Field of Science

The Bryophytes on the Cover

The front cover oElizabeth Gilbert's new novel The Signature of All Things features some lovely bryophyte paintings. They are from the 1905 edition of the German encyclopedia Meyers Konversations-Lexikon. I have not had the pleasure of perusing this encyclopedia, but I do have fond memories of an English version of encyclopedia Britannica. My parents bought a set when I was in elementary school. Black and red cover, crisp glossy pages. Ah, memories. Can you tell I am a bit of a bibliophile? For those of you who have not enjoyed a hardbound encyclopedia set, they were the precursor to google and wikipedia. Want to know something about a fast animal, far-a-way country, historic event, or odd fruit? As my dad would always say, "Go check the encyclopedia." It provided tons of information to answer my pressing questions and constant need to know. Sometimes my sister and I would just sit down with a volume and flip through pages, reading about interesting topics for fun. Did I mention that I grew up in rural Indiana and there weren't a lot of entertainment options?  

Back to the bryophytes of the beautiful image on the cover of The Signature of All Things. In terms of bryophyte identification, there are some complex thalloid liverworts in front with tall antheridiophores and archegoniophores springing up from the ribbons below. Antheridiophores are the male reproductive structures that produce sperm; archegoniophores are the female reproductive structures that make eggs.  On either edge of the cover are mosses with sporophyte capsules elevated on tall stalks.

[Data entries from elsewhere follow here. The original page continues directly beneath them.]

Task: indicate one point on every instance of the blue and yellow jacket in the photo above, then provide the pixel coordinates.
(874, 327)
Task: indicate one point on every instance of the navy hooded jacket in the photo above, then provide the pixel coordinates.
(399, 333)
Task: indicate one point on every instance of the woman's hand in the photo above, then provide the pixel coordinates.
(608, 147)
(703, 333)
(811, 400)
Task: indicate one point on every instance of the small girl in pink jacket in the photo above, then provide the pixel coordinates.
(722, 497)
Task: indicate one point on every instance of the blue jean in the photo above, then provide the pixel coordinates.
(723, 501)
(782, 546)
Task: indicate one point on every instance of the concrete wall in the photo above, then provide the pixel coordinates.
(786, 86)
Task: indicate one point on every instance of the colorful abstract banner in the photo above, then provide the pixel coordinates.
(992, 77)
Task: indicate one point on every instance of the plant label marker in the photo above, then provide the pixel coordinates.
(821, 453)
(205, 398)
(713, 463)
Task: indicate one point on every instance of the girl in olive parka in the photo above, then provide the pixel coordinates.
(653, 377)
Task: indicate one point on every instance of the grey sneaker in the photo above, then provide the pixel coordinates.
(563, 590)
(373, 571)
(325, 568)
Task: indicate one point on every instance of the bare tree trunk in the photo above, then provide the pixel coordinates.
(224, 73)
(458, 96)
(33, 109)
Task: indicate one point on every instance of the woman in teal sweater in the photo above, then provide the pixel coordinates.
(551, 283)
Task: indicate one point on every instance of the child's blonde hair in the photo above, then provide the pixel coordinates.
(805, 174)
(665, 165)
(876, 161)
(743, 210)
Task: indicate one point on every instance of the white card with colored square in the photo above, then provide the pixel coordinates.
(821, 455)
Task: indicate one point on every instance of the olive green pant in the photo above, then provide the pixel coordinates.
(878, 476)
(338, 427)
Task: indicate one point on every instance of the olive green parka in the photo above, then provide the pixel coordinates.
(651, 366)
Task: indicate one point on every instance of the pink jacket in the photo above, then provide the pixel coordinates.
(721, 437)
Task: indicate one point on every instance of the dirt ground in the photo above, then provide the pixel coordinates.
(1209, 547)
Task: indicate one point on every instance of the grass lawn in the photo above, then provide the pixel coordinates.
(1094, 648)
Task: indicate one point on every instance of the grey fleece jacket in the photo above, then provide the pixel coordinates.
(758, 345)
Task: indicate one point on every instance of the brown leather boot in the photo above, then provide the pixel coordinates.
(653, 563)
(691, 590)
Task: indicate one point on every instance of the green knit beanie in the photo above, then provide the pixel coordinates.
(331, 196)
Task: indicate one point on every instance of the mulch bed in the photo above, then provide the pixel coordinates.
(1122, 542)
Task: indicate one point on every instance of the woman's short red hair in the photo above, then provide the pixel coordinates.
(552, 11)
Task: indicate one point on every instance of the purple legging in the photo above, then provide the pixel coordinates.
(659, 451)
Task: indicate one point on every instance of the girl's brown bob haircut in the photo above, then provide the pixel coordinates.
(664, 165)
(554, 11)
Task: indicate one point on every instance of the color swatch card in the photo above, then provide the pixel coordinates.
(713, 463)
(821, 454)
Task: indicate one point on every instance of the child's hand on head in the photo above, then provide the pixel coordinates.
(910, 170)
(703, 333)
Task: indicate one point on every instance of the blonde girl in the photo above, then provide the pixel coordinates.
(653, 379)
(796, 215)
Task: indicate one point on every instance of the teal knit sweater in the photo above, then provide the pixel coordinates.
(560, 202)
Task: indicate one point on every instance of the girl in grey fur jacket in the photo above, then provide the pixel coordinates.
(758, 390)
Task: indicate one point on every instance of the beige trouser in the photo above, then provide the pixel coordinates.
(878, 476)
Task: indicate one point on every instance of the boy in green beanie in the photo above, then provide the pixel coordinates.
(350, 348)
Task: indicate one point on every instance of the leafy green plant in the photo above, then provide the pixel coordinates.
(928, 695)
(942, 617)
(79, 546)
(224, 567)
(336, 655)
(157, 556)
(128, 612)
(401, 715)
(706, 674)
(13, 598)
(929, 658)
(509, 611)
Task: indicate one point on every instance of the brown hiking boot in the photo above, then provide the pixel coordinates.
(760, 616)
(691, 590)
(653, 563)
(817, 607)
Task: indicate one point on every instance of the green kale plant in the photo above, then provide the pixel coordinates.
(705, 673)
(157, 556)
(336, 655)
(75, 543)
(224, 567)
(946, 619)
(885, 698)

They are most definitely members of the Splachnaceae, the dung moss family. I love saying that name (SP-laCK!-n-ace-a-ee). It has a very dung-y ring to the name! My best guess on a species level identification is Splachnum luteum.  The common names for members of this genus are really great. They include umbrella moss and petticoat moss, which describe the shape of the capsules. I think that petticoat moss is especially fitting for the cover of a book set in Victorian times, about a woman who most likely wore petticoats. 


  1. There's a super Splachnaceae story in Ron Porley's new(ish) book about rare English bryophytes - concerning an attempt to increase 'carrion moss' populations by seeding an area with carcasses. Apparently it failed.

    1. That sounds like a pretty cool experiment! What kinds of carcasses did they add and how long did they wait to see if the moss populations increased? I added Porley's book to my wish list, but with that as an example of the cool content it is definitely moving closer to the top. Thanks for sharing!

  2. Those complex thalloids look very much like Marchantia polymorpha.